Esta vez, los exploradores no perdieron mucho tiempo. Aún no era mediodía cuando los exploradores informaron de sus hallazgos. No encontraron uno, sino dos drakes de fuego adecuados. Uno era de nivel 49, mientras que el otro era de nivel 48.
Decidieron ir a por el de nivel 48. Cuanto más bajo el nivel, mayor era la probabilidad de éxito al domesticarlo. Sin embargo, había una cosa: el Drake de Fuego Siniestro de nivel 54 no estaba lejos de donde se encontraba este de nivel 48. Pero tampoco lo bastante cerca como para que se preocuparan; solo tenían que asegurarse de que la pelea no se desplazara en dirección a ese Drake de Fuego Siniestro.
Cuando Jack llegó a las coordenadas que le dio Jeanny, todos empezaron a colocarse en sus posiciones.
Jack volvió a invocar a Arlcard.
Cuando el vampiro apareció y vio al Drake de Fuego, le dijo a Jack:
—¿Fracasaste ayer?
—Sí… El mismo plan. Por favor, no mates al drake. Solo bájale el HP al 30 % —dijo Jack.
—No hay experiencia si no se le mata. Me estás haciendo perder el tiempo con una pelea así —dijo Arlcard.
Aunque el vampiro se quejó, se deslizó igualmente hacia el Drake de Fuego. Jack lo siguió con Domon. Los demás se desplegaron para rodear a la bestia.
Prácticamente repitieron el proceso del día anterior. Una vez que el HP del Drake de Fuego bajó al 30 %, El Hombre y los otros berserkers lanzaron las cuerdas de contención. Las clases de tipo Hechicero ayudaron usando sus Ataduras Mágicas.
En cuanto el Drake de Fuego fue enjaulado, Jack activó inmediatamente el pergamino de Domar Guardián Dracónico. Apareció la rueda de domesticación.
Mientras Jack concentraba su atención en el indicador giratorio, algo lo distrajo. Vio en su radar un punto rojo, grande y oscuro, que se acercaba a gran velocidad.
—¡Oh, mierda! ¿Es eso…?
—Creo que sí. ¡Cuidado! ¡Se acerca el Drake de Fuego Siniestro! —le gritó Peniel a Jeanny.

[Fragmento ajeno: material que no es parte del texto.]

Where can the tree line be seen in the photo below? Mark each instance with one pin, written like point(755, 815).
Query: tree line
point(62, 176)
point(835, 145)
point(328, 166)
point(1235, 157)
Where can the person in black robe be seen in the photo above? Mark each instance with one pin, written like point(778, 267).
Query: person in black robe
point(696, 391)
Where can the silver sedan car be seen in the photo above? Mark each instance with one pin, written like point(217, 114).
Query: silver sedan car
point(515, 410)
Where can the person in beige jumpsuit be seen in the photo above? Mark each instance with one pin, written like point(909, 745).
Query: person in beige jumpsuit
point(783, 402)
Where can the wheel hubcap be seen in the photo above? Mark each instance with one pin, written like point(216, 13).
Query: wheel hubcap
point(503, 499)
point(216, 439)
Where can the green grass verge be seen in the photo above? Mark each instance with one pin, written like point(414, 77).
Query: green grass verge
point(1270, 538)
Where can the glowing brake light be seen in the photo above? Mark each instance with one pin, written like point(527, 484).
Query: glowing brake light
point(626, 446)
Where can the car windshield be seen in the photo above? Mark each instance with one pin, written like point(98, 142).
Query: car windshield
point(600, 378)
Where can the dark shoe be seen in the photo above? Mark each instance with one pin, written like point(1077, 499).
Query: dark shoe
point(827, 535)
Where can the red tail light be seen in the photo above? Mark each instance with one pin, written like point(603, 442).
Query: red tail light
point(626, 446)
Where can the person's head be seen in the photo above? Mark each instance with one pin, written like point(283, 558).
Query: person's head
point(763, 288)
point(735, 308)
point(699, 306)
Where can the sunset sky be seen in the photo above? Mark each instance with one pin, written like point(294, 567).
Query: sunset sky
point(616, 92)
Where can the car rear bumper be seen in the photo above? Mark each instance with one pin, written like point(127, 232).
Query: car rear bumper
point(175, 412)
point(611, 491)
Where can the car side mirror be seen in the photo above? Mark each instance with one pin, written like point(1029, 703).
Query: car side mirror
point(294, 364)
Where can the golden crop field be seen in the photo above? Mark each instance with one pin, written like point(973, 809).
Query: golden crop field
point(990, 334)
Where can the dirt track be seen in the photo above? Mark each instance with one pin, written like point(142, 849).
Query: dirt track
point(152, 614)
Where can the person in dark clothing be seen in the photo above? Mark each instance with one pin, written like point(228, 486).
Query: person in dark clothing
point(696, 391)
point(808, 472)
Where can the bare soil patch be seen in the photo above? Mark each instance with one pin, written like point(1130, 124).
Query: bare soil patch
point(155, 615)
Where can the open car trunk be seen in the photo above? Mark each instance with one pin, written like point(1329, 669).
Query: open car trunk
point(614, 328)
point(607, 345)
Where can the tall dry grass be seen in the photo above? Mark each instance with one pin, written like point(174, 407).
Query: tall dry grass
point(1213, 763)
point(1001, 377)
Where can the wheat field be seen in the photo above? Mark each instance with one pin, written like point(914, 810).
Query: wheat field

—¿Qué? ¿Cómo? ¡No entramos en su área de percepción! —dijo Jeanny. Al contrario, habían alejado al Drake de Fuego enjaulado del Drake de Fuego Siniestro.
—Los monstruos con el prefijo Siniestro son impredecibles. Recuerda cómo ese Drake de Arena Sombría insistió en seguirnos después de que el duque lo hiciera retroceder. No podemos esperar que este tipo de monstruo se comporte con normalidad.
—¡El caso es que se acerca! —dijo Jack. Luego se giró hacia Arlcard y añadió—: ¿Puedes ayudar a contenerlo, por favor?
—De acuerdo —respondió Arlcard. Podía sentir que este nuevo que venía en camino no era como el drake contra el que habían estado luchando.
Se deslizó en dirección al Drake de Fuego Siniestro que se aproximaba, el cual ya estaba apareciendo a la vista. Venía a gran velocidad. Los demás se dispersaron, decididos a ayudar a Arlcard a contenerlo mientras Jack trabajaba en domesticar al drake enjaulado.
Jack se concentró en la rueda de domesticación. No podía permitirse que lo distrajeran. Había elegido el método seguro de acertar en la zona azul. Se tomó su tiempo, sin permitirse precipitarse. Si esta domesticación fallaba, solo les quedaría una jaula y dos pergaminos de domesticación.
Dejó que la aguja girara. Solo cuando estuvo seguro pulsó la aguja. La barra de HP de la jaula no paraba de bajar, pero aún debería haber tiempo suficiente. Oyó que los demás habían empezado a enfrentarse al Drake de Fuego Siniestro. No dejó que el sonido lo distrajera. Estaba completamente concentrado.
La aguja acertó. ¡Éxito! Ya es el cuarto acierto. Solo falta uno más. Jack no se permitió relajarse cuando estaba tan cerca de la victoria. Sus ojos seguían la aguja de cerca, captando el ritmo cuando pasaba por la zona azul. Ahora sentía el compás. No debería haber ningún fallo.
Cuando estaba a punto de pulsar, una voz gritó:
—¡Cuidado!
Estaba demasiado concentrado. No podía dejarse distraer. Pero su sentido de maná se disparó con intensidad. Tan fuerte que no pudo ignorarlo. Instintivamente, activó la Armadura de Escamas Doradas, usó Paso Relámpago y luego rodó para apartarse.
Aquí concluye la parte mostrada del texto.